# PyPPL
An Python-embedded Probabilistic Programming Language

In [1]:
import pyppl

> Joshua Duquette, Christopher Liu, Rishi Upadhyay

# Choose your inference style

## 1. Exact Inference (e.g., Dice)
- Statically analyze the execution graph and compute the distribution.
- Fast inference for discrete programs.

In [2]:
# Dice N-Queens example from GitHub
N = 5
md = @dice begin
    row_to_col = [
        uniform(DistInt32, 1, 1 + N)
        for _ in 1:N
    ]

    for (i1, col1) in enumerate(row_to_col)
        for (i2, col2) in enumerate(row_to_col)
            i1 == i2 && continue
            # Convert rows to Dist
            row1, row2 = DistInt32(i1), DistInt32(i2)
            # Check column conflicts
            observe(!prob_equals(col1, col2))
            # Check conflicts along one diagonal
            observe(!prob_equals(row1 + col1, row2 + col2))
            # Check conflicts along other diagonal
            observe(!prob_equals(row1 - col1, row2 - col2))
        end
    end    
    row_to_col
end

SyntaxError: invalid syntax (4138560784.py, line 3)

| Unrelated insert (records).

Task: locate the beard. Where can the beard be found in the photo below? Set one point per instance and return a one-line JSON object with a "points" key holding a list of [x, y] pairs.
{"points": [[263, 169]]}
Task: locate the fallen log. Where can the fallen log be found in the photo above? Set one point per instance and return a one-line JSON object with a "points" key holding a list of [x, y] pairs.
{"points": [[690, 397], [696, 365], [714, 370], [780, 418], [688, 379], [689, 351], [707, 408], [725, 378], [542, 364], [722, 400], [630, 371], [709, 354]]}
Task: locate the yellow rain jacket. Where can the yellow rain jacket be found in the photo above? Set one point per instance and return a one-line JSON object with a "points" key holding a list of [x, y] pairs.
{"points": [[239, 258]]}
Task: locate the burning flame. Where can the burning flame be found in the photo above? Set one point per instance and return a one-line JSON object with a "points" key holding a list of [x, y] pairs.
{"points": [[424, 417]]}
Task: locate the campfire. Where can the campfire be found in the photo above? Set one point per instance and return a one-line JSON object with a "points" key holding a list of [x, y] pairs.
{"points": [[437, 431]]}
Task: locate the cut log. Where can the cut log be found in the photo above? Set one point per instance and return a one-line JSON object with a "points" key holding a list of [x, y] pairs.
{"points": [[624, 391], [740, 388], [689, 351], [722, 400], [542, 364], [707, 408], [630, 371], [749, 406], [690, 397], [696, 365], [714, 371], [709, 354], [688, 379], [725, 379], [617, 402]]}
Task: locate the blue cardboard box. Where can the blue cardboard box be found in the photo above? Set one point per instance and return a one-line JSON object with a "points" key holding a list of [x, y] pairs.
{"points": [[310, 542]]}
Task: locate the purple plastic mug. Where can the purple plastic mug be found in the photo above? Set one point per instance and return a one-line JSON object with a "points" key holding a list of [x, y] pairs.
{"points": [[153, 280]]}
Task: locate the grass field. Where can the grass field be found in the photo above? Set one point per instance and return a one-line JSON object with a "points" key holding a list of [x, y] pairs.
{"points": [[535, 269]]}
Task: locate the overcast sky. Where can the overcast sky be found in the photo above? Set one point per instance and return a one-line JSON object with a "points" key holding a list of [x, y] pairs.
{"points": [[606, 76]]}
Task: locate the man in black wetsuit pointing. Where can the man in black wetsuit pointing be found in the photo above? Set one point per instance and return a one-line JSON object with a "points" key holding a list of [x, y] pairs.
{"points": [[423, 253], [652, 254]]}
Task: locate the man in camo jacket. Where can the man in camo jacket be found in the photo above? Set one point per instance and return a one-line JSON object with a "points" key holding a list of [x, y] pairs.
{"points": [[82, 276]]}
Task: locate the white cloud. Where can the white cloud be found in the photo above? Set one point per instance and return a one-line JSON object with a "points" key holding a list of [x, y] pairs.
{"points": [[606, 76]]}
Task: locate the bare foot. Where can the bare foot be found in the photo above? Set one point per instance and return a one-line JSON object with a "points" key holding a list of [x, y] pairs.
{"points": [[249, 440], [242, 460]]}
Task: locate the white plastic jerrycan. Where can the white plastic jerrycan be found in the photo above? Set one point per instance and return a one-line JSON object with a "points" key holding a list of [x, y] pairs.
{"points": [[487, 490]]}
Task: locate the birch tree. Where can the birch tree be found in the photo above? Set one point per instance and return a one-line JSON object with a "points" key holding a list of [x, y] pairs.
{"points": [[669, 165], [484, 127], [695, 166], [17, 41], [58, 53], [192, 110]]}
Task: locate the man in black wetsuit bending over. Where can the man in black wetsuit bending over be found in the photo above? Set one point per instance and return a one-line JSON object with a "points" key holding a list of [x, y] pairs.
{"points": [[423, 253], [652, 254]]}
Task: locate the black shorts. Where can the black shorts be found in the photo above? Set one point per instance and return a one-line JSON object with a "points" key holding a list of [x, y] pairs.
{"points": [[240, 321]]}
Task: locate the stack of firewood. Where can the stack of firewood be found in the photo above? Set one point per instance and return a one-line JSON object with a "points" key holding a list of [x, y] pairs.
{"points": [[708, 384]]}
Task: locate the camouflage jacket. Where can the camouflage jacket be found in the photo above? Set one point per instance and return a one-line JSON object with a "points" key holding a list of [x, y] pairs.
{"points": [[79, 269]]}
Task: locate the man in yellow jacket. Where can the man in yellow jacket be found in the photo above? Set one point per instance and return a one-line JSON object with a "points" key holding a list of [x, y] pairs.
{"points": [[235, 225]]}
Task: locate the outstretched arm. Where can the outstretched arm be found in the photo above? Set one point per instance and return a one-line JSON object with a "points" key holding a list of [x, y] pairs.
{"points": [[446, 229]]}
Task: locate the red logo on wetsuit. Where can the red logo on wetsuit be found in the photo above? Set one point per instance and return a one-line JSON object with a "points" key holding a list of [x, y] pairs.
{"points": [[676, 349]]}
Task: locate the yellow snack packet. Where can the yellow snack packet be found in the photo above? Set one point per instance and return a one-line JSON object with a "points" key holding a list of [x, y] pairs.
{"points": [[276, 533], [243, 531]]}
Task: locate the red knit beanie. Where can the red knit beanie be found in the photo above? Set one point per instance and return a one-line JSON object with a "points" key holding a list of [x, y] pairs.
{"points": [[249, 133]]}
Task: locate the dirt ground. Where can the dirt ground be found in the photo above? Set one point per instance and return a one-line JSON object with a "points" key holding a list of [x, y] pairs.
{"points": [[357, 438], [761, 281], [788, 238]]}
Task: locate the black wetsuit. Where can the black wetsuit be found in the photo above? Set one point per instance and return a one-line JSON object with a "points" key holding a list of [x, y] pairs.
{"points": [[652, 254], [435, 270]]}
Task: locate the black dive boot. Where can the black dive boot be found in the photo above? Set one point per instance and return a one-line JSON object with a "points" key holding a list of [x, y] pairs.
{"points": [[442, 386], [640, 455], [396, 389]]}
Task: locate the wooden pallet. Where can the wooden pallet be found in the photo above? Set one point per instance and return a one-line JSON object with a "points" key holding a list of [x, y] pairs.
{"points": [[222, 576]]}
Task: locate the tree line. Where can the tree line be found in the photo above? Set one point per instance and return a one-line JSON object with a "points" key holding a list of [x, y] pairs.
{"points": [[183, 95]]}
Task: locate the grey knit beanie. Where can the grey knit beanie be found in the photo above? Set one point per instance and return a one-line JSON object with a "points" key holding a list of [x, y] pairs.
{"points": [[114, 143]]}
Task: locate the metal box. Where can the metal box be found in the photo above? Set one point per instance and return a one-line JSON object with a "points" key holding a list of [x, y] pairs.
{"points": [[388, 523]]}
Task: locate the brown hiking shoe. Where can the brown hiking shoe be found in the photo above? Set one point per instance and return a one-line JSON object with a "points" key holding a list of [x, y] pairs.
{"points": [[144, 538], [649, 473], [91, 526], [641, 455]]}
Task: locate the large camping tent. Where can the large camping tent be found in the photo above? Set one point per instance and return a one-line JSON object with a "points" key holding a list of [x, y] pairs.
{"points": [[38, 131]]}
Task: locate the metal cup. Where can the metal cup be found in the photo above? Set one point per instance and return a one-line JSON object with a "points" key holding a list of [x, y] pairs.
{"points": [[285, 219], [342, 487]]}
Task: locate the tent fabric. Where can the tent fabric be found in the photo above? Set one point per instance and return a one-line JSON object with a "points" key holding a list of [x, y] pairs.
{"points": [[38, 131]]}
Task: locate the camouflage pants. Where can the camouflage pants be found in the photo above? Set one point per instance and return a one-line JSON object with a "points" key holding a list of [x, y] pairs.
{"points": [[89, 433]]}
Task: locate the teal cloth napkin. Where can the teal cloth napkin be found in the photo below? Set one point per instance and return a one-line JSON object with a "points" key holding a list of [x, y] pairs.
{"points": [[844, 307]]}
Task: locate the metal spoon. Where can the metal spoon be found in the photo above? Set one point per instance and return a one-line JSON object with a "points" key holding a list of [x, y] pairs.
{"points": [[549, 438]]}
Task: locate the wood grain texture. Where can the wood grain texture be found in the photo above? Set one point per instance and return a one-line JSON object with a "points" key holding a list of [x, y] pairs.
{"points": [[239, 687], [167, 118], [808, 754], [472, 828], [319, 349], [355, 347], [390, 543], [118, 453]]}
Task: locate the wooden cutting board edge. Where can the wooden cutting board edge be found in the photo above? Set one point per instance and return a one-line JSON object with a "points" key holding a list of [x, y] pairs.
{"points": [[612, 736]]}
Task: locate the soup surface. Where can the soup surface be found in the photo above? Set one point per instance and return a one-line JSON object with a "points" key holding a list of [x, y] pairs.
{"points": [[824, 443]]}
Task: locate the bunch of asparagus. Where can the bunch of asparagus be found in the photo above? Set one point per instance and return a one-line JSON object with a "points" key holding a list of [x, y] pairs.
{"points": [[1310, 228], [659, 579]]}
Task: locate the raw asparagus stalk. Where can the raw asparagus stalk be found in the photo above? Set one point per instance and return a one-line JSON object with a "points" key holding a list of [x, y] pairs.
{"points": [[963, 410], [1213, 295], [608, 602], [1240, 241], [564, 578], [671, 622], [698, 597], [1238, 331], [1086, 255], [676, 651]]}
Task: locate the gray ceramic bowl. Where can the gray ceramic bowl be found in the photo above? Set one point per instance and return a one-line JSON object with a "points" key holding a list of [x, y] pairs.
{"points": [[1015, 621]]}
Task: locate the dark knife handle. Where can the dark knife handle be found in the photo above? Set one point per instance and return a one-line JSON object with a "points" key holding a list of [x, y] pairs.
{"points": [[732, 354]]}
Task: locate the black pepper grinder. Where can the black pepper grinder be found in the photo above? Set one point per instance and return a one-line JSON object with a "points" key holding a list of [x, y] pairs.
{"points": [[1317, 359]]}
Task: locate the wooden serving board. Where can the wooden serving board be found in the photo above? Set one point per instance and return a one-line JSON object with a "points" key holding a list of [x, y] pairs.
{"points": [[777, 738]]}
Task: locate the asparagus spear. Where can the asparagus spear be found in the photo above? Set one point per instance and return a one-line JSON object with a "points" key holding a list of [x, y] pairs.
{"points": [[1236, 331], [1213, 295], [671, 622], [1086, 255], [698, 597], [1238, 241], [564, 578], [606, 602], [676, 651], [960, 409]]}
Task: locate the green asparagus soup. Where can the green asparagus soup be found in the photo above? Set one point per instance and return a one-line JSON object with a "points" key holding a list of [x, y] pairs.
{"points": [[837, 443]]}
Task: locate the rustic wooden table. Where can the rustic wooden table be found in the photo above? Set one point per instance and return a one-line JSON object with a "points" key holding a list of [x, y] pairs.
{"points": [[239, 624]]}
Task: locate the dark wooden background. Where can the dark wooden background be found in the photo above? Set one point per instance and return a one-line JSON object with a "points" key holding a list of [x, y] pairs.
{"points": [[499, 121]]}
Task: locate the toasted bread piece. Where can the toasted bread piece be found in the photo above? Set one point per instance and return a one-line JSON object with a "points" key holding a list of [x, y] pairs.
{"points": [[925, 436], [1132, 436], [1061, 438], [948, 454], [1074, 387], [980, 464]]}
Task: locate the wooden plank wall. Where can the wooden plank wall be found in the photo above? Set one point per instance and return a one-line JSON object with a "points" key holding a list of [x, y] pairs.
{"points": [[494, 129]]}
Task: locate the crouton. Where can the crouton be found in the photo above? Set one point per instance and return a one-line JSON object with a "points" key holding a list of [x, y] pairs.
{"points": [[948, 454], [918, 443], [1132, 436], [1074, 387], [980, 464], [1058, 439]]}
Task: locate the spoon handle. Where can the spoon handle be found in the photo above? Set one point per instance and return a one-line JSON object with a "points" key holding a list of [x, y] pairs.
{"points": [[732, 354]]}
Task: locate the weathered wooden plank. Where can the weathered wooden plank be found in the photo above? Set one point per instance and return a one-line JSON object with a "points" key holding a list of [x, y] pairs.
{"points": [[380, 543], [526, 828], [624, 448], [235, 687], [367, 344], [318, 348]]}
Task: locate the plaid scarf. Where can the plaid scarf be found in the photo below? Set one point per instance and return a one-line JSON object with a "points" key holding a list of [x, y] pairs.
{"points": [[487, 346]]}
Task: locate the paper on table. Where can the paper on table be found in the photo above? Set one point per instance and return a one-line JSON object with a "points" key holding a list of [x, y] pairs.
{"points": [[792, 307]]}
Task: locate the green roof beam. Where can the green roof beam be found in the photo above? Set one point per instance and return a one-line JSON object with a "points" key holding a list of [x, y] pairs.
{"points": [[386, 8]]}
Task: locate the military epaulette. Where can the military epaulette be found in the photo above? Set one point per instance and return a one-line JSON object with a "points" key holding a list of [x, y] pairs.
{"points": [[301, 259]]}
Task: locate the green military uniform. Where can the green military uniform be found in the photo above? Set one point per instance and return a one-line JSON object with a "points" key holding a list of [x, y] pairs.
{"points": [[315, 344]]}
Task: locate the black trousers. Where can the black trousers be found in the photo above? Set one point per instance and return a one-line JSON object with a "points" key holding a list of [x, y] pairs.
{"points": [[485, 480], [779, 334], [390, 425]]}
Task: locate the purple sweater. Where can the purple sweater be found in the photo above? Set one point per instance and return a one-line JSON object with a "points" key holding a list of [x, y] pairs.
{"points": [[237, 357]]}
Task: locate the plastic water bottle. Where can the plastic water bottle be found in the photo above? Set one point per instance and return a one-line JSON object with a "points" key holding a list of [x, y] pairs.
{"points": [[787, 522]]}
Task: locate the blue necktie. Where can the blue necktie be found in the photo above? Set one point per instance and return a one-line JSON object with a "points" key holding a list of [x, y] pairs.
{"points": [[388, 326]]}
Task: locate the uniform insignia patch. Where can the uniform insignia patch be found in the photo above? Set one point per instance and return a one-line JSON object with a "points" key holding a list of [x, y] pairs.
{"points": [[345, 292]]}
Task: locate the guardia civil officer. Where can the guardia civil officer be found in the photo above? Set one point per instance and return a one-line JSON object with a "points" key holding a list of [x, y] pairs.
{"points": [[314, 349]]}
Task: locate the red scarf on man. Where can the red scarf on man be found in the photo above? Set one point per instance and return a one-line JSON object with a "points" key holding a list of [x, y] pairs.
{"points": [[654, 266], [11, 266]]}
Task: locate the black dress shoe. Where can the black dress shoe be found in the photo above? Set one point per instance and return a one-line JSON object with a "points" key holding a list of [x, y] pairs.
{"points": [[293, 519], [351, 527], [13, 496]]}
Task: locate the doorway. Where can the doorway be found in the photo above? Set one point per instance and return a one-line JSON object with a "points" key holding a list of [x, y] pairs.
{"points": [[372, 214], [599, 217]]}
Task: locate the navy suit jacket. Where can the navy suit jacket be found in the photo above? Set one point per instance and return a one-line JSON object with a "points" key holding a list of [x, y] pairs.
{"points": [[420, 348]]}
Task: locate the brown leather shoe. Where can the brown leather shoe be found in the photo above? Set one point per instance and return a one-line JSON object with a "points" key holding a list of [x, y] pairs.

## 2. Sampling Inference (e.g., WebPPL)
- Infer distribution via sampling techniques (e.g., rejection sampling, MCMC).
- More expressive $\rightarrow$ more program coverage.

In [3]:
# WebPPL example
var binomial = function() {
  var a = sample(Bernoulli({ p: 0.5 }))
  var b = sample(Bernoulli({ p: 0.5 }))
  var c = sample(Bernoulli({ p: 0.5 }))
  return a + b + c
}

var binomialDist = Infer({ model: binomial })

SyntaxError: invalid syntax (2426627952.py, line 2)

# Why not both?
Give the user the option to choose between exact inference and sampling inference.

## Design Goals
1. **Flexibility/Coverage:** user is can choose what inference techniques to use.
2. **Readability:** retain as much of Python's existing syntax as possible.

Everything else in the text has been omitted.